На долю секунды в глазах Марины промелькнуло что-то вроде помехи. Пустота, замешательство, будто процессор запросил данные и не нашёл ответа. Затем улыбка вернулась, чуть более жёсткая.
– Вы ошибаетесь, товарищ Волкова. Это схема дублирования контура вентиляции на случай отказа основного. Прошу, нас ждут. График плотный.
В кабинете «руководителя миссии» – небольшом, аскетичном помещении с одним столом, креслом и экраном на стене – Кэт оставили одну «для подготовки к совещанию и адаптации».
Как только дверь закрылась, она достала портативный мультисканер «Цербер» – несерийную модель, выданную для её работы. Он был размером с пачку сигарет и мог детектировать всё – от радиации до следов психоактивных веществ. Она провела им по стене.
Прибор тихо запищал. Фоновая электромагнитная активность была в пять раз выше нормы для жилого модуля. Но это было не просто статическое поле.
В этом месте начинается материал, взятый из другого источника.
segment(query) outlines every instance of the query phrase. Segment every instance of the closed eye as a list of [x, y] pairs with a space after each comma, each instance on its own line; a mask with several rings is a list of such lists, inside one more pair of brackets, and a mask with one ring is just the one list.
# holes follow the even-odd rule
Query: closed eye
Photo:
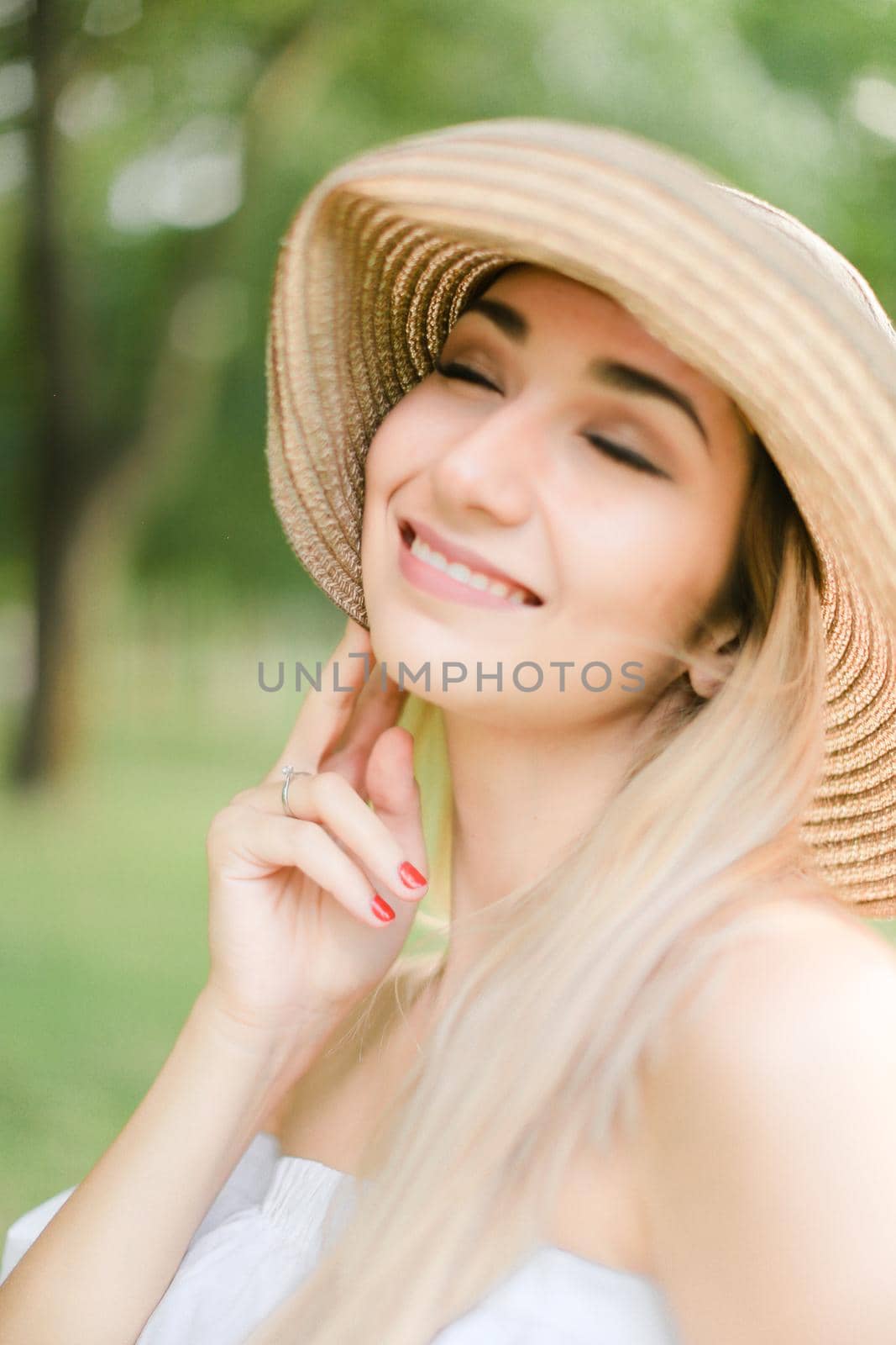
[[449, 360], [447, 364], [441, 364], [437, 359], [435, 369], [443, 378], [462, 378], [467, 383], [480, 383], [482, 387], [490, 387], [494, 393], [501, 391], [485, 374], [477, 373], [476, 369], [470, 369], [467, 364], [459, 364], [455, 359]]
[[610, 438], [603, 438], [602, 434], [586, 434], [584, 436], [590, 444], [599, 448], [609, 457], [614, 457], [621, 463], [626, 463], [629, 467], [634, 467], [638, 472], [649, 472], [652, 476], [666, 476], [658, 467], [649, 463], [646, 457], [641, 453], [634, 453], [630, 448], [623, 448], [622, 444], [614, 444]]
[[[480, 374], [478, 370], [470, 369], [469, 364], [461, 364], [457, 359], [449, 360], [447, 364], [435, 360], [435, 369], [443, 378], [459, 378], [467, 383], [478, 383], [482, 387], [490, 387], [492, 391], [500, 393], [501, 389], [497, 387], [485, 374]], [[613, 457], [618, 463], [625, 463], [627, 467], [633, 467], [638, 472], [647, 472], [652, 476], [666, 476], [668, 473], [654, 467], [653, 463], [642, 457], [641, 453], [633, 452], [630, 448], [623, 448], [622, 444], [614, 444], [610, 438], [603, 438], [602, 434], [586, 434], [584, 438], [595, 448], [599, 448], [607, 457]]]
Это были ритмичные, повторяющиеся импульсы. Сложный, закольцованный узор. Она настроила сканер на аудиодекодирование.
Из миниатюрного динамика полился слабый, зашумлённый, но чёткий голос. Мужской. С характерным акцентом дикторов того времени, без эмоций:
– «…«Заря», я «Пионер-Марс». Приём. Параметры стабильны. Давление в камере сгорания – триста двадцать атмосфер. Готовимся к коррекции курса. Жду разрешения…»
Запись обрывалась на полуслове и начиналась снова. Петля. Один и тот же фрагмент предстартовой подготовки.
Сигнал шёл не из динамиков базы. Он висел в самом воздухе, наводился на металлические поверхности, резонировал в костях. Он был частью среды.
Кэт выключила сканер. Тишина, наступившая после, была ещё более давящей. Она слышала этот голос теперь и внутри своей головы, отзвуком.
В дверь постучали. Три чётких, равномерных удара, как по уставу.
– Войдите.
Вошел Алекс. Он нёс стандартный поднос с едой – вакуумные пайки в мягких упаковках. Его лицо было маской покорности, но глаза, быстрые, как у птицы, метались по комнате, проверяя углы, камеру наблюдения в потолке.
– Вам обед, товарищ Волкова. Освоитесь. Вечером в девятнадцать ноль-ноль – общее собрание для постановки задач.
Он поставил поднос на стол. Под прозрачной крышкой Кэт увидела не еду.
Там лежал свёрнутый в трубочку лист бумаги. Она развернула его. На нём цветными карандашами была нарисована сложная, витиеватая абстракция. Казалось бы, хаос линий и пятен, но если приглядеться, в центре угадывалось лицо – её лицо, с искажённым ужасом, будто смотрящее в бездну. А в углу листа, мелко, почти микроскопически, было выведено химическим карандашом:
«ОНО В СТЕНАХ. КАНЬОН. КООРДИНАТЫ В МЕТАДАННЫХ РИСУНКА. НЕ ИДИ ОДНА. ЭТО ЛОВУШКА ДЛЯ ЛЮБОПЫТНЫХ. А.»
Алекс молча кивнул на лист, затем, громко, для протокола, сказал:
– Приятного аппетита. Система рециркуляции воды будет отключена на профилактику с двадцати до двадцати двух. Учтите при планировании.
И вышел, закрыв дверь с тем же механическим, трижды повторенным стуком.
Кэт спрятала рисунок, достала планшет. Метаданные файла с фотографией листа, пропущенные через простой дешифратор, выдали набор цифр. Широта, долгота, глубина. Место в Долине Маринера, в трёх километрах от базы.
Туда, где работал «Скиталец-7». Туда, откуда пришёл тот самый рисунок.
«Ловушка для любопытных».
Но она и была здесь затем, чтобы лезть в ловушки. Это была её работа.
Она достала планшет деда. В старых, сканированных черновиках, среди сухих отчётов и технических расчётов, она нашла то, что искала. Фотографию. Группа молодых связистов ЦУПа, 1971 год. Все в строгих рубашках, улыбаются в камеру. На втором плане, на классной доске, – те самые схемы двигателей, что теперь росли на стенах «Ариэля». И подпись деда на обороте, его твёрдым почерком: «Перед последним сеансом с «Пионером». Он уже не ответил. Всем ребятам – низкий поклон.»
Ещё ниже, другим почерком, более дрожащим, поздним, было приписано:
«Они не пропали. Они застряли. Сигнал ушёл в породу. Марс запомнил. Марс учится. К.В.»
Инициалы её деда. Николай Волков.
Он знал. Или догадывался. Чувствовал это своей старой, искалеченной радиацией и горем костью.